Chinese property developers are offering free luxury cars and hefty discounts to lure buyers as lending curbs and funding constraints squeeze their finances.
China Merchants Shekou Industrial Zone Holdings is giving away a BMW Series 3 or X1 to buyers of a three-bedroom unit or townhouse at its Shanghai development.
The car, or cash equivalent, equates to about a 10 per cent discount on the 3.1 million yuan (S$621,000) price of the 89 sq m apartment.
At China Evergrande Group's 646 nationwide projects, a basic 11 per cent price cut widens to as much as 26 per cent once extra incentives, such as discounts to buyers referred by Evergrande employees or previous buyers, are thrown in.
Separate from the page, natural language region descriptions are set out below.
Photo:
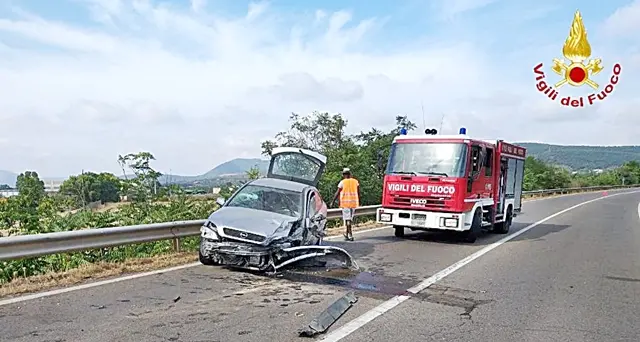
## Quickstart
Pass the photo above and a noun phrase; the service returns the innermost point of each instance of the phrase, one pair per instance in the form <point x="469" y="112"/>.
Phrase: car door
<point x="315" y="205"/>
<point x="298" y="165"/>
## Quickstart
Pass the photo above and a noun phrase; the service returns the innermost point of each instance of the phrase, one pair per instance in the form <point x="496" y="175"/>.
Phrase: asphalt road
<point x="573" y="277"/>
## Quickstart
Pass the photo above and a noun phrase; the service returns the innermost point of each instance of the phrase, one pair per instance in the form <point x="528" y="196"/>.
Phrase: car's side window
<point x="313" y="205"/>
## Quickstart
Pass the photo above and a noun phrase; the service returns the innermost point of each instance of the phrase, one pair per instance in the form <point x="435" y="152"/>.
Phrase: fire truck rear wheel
<point x="476" y="227"/>
<point x="399" y="231"/>
<point x="503" y="227"/>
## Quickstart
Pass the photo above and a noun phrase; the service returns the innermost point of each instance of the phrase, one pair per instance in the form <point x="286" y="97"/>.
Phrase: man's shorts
<point x="348" y="213"/>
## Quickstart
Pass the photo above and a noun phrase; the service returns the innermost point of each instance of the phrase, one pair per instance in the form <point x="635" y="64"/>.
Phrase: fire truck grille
<point x="425" y="201"/>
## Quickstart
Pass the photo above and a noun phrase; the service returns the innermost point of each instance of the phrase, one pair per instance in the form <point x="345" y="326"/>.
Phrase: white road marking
<point x="133" y="276"/>
<point x="383" y="308"/>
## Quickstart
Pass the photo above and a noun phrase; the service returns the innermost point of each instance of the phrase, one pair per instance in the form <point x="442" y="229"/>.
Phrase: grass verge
<point x="102" y="270"/>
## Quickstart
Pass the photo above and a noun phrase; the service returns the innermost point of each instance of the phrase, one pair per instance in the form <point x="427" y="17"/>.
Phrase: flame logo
<point x="577" y="49"/>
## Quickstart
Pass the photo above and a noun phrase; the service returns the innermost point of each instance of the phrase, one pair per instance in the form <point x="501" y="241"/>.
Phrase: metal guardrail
<point x="25" y="246"/>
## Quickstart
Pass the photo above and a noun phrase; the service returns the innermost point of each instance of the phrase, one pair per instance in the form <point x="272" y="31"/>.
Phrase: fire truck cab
<point x="452" y="182"/>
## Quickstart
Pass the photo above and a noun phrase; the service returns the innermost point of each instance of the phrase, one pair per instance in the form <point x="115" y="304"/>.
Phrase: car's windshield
<point x="274" y="200"/>
<point x="295" y="165"/>
<point x="443" y="159"/>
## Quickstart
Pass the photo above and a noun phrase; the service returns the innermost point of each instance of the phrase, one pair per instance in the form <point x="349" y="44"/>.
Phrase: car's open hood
<point x="264" y="223"/>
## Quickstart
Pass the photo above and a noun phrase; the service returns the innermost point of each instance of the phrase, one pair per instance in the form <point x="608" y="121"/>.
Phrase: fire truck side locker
<point x="511" y="184"/>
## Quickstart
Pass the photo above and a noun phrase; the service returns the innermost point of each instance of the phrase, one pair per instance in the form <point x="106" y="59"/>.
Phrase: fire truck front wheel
<point x="399" y="231"/>
<point x="471" y="235"/>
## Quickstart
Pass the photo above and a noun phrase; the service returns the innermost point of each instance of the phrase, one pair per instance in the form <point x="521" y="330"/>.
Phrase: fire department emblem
<point x="576" y="69"/>
<point x="577" y="50"/>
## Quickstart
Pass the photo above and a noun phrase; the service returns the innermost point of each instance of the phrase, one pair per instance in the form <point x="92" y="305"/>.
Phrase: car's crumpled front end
<point x="286" y="242"/>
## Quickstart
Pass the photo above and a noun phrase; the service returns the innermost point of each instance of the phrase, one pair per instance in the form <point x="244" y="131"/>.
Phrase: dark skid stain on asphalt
<point x="357" y="280"/>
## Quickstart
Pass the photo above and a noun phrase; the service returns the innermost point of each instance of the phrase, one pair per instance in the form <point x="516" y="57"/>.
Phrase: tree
<point x="365" y="154"/>
<point x="145" y="184"/>
<point x="91" y="187"/>
<point x="31" y="192"/>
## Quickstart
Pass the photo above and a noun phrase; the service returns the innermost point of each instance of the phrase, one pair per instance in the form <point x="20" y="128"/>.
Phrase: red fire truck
<point x="452" y="182"/>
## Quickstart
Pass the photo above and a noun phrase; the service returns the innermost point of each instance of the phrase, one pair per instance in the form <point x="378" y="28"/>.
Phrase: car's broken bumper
<point x="263" y="258"/>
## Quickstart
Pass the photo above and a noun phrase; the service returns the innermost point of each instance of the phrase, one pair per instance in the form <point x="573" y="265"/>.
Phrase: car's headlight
<point x="209" y="231"/>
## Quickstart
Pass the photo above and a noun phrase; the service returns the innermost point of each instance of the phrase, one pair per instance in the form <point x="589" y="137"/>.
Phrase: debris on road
<point x="329" y="316"/>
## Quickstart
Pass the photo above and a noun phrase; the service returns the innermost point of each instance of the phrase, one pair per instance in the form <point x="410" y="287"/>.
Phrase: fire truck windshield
<point x="441" y="159"/>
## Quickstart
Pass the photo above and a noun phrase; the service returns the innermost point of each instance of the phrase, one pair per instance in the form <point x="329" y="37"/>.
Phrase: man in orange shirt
<point x="349" y="193"/>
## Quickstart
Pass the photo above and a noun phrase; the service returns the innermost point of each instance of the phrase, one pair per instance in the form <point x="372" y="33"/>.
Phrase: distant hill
<point x="230" y="169"/>
<point x="8" y="178"/>
<point x="579" y="158"/>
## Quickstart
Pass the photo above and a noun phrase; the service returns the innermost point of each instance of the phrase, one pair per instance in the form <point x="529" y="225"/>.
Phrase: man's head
<point x="346" y="173"/>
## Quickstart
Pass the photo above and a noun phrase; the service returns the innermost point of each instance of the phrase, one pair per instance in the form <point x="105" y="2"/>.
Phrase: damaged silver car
<point x="272" y="222"/>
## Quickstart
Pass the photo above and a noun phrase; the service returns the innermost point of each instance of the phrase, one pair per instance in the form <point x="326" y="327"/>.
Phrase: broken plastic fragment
<point x="329" y="316"/>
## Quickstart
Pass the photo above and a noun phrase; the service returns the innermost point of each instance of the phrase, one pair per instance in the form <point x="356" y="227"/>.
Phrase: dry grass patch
<point x="90" y="272"/>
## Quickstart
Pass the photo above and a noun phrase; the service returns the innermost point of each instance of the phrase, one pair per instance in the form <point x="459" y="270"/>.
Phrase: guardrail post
<point x="176" y="245"/>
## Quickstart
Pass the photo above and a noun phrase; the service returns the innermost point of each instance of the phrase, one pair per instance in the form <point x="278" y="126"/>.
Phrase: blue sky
<point x="87" y="80"/>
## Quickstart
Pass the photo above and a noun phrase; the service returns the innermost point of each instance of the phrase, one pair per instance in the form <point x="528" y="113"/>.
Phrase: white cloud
<point x="197" y="88"/>
<point x="450" y="8"/>
<point x="625" y="21"/>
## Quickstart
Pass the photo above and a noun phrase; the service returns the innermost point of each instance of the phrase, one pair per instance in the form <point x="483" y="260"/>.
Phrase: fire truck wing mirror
<point x="380" y="160"/>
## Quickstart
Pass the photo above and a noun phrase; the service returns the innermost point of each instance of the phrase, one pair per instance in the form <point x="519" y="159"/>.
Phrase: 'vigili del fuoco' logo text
<point x="577" y="71"/>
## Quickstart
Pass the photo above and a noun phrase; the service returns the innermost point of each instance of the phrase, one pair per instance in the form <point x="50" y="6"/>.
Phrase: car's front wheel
<point x="206" y="260"/>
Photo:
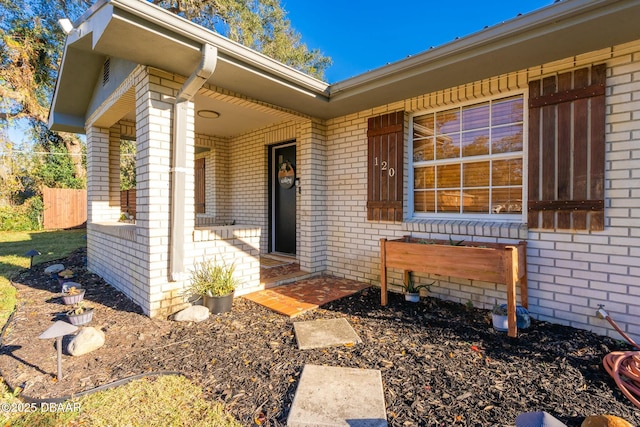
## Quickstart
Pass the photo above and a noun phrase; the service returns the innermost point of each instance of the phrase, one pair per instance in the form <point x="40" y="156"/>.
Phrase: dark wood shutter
<point x="567" y="149"/>
<point x="200" y="194"/>
<point x="385" y="136"/>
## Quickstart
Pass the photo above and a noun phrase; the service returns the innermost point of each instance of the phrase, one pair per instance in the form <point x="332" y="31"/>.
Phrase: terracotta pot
<point x="68" y="299"/>
<point x="82" y="318"/>
<point x="218" y="305"/>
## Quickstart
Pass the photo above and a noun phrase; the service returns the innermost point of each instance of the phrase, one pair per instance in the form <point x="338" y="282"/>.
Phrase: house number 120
<point x="385" y="167"/>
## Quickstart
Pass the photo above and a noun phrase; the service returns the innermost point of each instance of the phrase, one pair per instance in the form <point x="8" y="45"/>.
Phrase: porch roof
<point x="140" y="32"/>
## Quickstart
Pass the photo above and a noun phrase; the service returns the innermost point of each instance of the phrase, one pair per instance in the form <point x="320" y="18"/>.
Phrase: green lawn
<point x="166" y="401"/>
<point x="14" y="245"/>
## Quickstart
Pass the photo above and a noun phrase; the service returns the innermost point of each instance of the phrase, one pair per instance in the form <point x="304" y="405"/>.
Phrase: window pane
<point x="506" y="111"/>
<point x="475" y="116"/>
<point x="424" y="177"/>
<point x="424" y="201"/>
<point x="507" y="139"/>
<point x="448" y="146"/>
<point x="448" y="121"/>
<point x="455" y="170"/>
<point x="507" y="200"/>
<point x="448" y="176"/>
<point x="475" y="143"/>
<point x="476" y="201"/>
<point x="476" y="174"/>
<point x="507" y="172"/>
A further perk: The property developer is accepting an initial down payment of just 5 per cent, compared with the usual 30 per cent deposit required by local governments.
The giveaways and discounts suggest debt-laden developers are pulling out all stops to raise revenue, with the sector facing a record US$23 billion (S$31.5 billion) maturity wall in the first quarter of next year.
At the same time, China's determination to keep a lid on home prices has made it harder for developers to generate swift cash from sales. "Financing is becoming hard for everyone, even including the giant players," said Ms Sabrina Wei, head of northern China research at Cushman & Wakefield in Beijing.
"They need discounts to boost sales and collect cash," she added.
At China Merchants Shekou's Harmonious development, buyers have signed up for just 25 of the 350 apartments, local land registry filings show.
Only eight buyers signed up for Gezhouba Real Estate's 223-unit Magnolia Garden project in Shanghai's west.
In the city's north, Sanxiang Impression Co's 161-unit complex enticed just five buyers.
Developers in neighbouring Hong Kong are also offering perks such as free travel packages and easy credit to lure prospective buyers - in a sign that one of the world's hottest property markets may finally be cooling.
"Property projects are no longer an easy sale," Ms Wei said. "We may soon see this prolonged upbeat property season behind us."